Hohe Anerkennung dagegen erfuhr die Opernfassung von 1909, die im Jahr 1910 auf Betreiben des Impresario Giuglio Gatti-Casazza an der Metropolitan Opera in New York uraufgeführt wurde. Die New Yorker Uraufführungskritiken bescheinigten dem Werk, die „wertvollste Oper der nachwagnerschen Zeit“ zu sein.

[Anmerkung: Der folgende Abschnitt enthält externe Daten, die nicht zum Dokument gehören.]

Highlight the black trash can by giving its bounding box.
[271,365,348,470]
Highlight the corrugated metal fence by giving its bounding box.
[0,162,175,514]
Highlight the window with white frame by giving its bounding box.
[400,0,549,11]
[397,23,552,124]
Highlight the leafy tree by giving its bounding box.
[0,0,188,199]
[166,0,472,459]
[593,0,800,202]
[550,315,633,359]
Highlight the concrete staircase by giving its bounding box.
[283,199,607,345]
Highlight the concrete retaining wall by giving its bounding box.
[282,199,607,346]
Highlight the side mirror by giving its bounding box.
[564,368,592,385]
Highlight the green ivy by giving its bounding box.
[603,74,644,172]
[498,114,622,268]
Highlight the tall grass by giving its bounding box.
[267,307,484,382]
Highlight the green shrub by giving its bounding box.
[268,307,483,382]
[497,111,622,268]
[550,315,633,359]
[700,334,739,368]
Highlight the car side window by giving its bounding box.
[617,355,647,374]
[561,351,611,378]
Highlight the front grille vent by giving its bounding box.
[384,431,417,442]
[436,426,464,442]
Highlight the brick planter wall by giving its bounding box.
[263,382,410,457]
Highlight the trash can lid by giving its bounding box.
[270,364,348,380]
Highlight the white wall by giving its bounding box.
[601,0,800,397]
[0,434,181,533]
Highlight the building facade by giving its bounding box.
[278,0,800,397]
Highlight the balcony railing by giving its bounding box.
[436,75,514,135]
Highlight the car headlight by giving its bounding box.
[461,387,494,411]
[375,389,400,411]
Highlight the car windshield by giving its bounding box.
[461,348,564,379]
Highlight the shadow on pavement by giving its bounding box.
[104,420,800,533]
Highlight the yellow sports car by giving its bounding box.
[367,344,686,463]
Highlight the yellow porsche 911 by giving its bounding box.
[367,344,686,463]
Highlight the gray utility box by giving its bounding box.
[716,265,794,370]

Weshalb auch das auskomponierte Musikdrama „Königskinder“ sich nicht dauerhaft ins Standardrepertoire der Opernhäuser eingliedern ließ, darüber lässt sich nur spekulieren. Sicherlich galt nach dem Ersten Weltkrieg die Fin-de-Siècle-Gattung des Kunstmärchens als überholt. Nach dem Zweiten Weltkrieg kamen im Zuge der allgemeinen Kritik an der Verherrlichung deutscher Kultur wohl Vorbehalte gegen das latent Deutsche des Sujets zum Tragen. Der gesellschaftskritische Subtext (die Thematisierung hoher und niederer sozialer Herkunft), den die Dichterin dem Drama eingeschrieben hatte, blieb dabei größtenteils unberücksichtigt.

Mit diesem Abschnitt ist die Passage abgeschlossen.